The last time she had heard her voice was on the TV, begging Abbie to give herself up. It was pretty heavy watching it though Abbie couldn’t remember all that much about it because she was a little out of her head with the pills Rolf had given her. It was just after they’d gotten to LA and were holed up with some people he knew there. One day had blurred into another, weeks into months. Just lying there on the bed with the drapes closed and the TV always on, Rolf bringing her food or something to smoke or making love to her. She couldn’t even remember Thanksgiving or Christmas. But she could still conjure the image of her mom and dad and poor Josh standing there, so pale and nervous and brave in front of all those reporters, cameras flashing and microphones bristling, her mom saying how they knew she was innocent and how much they loved her.
Maybe, if her head had been clearer, she might have called them right then and there or even walked into a police station and announced who she was. Not that Rolf would have let her out of his sight long enough to do either. She knew he’d been worried that she might do something stupid like that. He’d kept telling her that they had to give things time to blow over, let all the media madness die down. And, of course, as always, he was right.

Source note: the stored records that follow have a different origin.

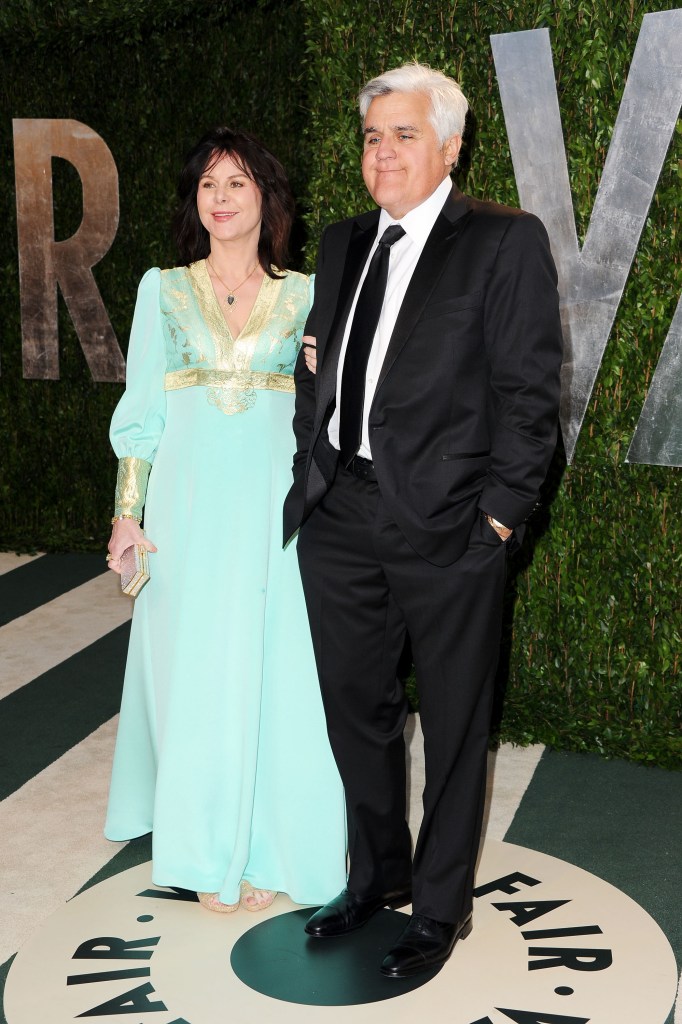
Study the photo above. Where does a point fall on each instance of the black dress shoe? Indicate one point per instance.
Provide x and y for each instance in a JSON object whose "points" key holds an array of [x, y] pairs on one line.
{"points": [[347, 911], [424, 944]]}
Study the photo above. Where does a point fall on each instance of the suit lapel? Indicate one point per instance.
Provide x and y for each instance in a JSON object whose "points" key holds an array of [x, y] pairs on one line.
{"points": [[358, 247], [429, 268]]}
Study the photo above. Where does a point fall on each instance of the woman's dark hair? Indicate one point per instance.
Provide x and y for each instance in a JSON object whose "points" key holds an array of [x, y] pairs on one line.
{"points": [[190, 237]]}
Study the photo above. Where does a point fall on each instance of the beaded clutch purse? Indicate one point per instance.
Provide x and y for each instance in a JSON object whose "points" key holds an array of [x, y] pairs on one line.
{"points": [[134, 569]]}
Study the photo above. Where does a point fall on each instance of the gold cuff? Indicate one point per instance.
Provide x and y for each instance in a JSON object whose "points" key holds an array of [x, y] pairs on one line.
{"points": [[131, 487]]}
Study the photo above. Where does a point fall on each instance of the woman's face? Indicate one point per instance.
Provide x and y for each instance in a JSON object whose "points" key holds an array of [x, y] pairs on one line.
{"points": [[228, 203]]}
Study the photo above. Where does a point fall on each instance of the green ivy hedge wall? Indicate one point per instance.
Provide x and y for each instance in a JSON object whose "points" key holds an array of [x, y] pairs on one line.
{"points": [[591, 657]]}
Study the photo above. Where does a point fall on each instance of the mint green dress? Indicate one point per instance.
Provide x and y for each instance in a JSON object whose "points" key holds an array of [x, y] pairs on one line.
{"points": [[221, 750]]}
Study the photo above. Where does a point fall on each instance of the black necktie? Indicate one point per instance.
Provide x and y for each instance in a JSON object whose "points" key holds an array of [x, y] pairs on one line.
{"points": [[363, 330]]}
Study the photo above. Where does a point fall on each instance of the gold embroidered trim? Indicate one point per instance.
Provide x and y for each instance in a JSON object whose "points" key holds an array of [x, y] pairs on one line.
{"points": [[131, 486], [251, 380]]}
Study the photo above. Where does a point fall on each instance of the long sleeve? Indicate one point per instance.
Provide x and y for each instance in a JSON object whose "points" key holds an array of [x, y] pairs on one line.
{"points": [[139, 417]]}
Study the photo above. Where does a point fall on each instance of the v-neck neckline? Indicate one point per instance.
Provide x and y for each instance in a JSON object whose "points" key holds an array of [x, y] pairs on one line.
{"points": [[217, 306]]}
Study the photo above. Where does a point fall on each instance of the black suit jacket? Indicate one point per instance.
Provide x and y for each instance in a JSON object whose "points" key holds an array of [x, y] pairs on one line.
{"points": [[465, 411]]}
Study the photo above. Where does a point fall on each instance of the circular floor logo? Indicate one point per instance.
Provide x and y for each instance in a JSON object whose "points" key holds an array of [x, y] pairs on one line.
{"points": [[551, 944]]}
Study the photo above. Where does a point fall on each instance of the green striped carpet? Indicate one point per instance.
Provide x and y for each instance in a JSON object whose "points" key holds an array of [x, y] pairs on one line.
{"points": [[64, 630]]}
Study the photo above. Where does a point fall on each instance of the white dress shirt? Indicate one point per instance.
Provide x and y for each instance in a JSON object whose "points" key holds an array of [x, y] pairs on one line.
{"points": [[403, 256]]}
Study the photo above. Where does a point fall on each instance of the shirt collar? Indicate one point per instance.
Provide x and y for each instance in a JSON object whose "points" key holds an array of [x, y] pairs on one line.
{"points": [[418, 222]]}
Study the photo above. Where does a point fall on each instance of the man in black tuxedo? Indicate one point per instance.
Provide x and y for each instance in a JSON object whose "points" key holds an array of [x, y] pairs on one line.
{"points": [[422, 441]]}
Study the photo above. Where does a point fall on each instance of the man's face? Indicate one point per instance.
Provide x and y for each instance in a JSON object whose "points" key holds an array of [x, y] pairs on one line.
{"points": [[402, 161]]}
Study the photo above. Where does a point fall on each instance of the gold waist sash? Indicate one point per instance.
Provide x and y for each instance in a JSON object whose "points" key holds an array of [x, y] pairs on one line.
{"points": [[232, 379]]}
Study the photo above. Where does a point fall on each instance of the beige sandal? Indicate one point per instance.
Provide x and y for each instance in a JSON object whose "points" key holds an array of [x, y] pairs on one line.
{"points": [[255, 899], [211, 902]]}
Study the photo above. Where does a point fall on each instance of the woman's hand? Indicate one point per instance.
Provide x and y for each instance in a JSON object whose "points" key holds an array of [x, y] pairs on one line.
{"points": [[125, 534], [310, 352]]}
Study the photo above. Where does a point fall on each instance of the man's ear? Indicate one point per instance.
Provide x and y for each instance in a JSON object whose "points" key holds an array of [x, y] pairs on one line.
{"points": [[451, 150]]}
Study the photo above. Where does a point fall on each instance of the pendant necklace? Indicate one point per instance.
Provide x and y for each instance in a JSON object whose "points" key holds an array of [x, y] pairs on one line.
{"points": [[230, 298]]}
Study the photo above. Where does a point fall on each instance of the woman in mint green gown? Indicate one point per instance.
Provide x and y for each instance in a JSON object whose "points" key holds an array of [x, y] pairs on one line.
{"points": [[221, 750]]}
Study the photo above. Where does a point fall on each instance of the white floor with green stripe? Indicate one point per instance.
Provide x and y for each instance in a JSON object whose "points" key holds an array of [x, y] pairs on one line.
{"points": [[62, 639]]}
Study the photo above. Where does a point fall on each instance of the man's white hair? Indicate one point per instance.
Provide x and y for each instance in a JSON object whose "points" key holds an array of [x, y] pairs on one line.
{"points": [[449, 104]]}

The house where they had first laid up was in Whittier, out in the endless sprawl of eastern LA. It was a run-down but not overly rough neighborhood, the kind of place where people minded their own business and the cops kept away unless someone got murdered. There were two guys and a woman living in the house and Abbie was never quite sure what they did. Two went out every morning, as if to work, but one always stayed home. From the regular flow of visitors, she figured they were most likely dealing drugs. She knew one of the guys had a gun and she figured there were probably others. But they were all kind to her, much kinder than those creeps she had met at Rolf’s squat in Seattle. They treated her with sympathy, even with respect. Then again, she was no longer just a rich little college kid on leafy-spurge patrol.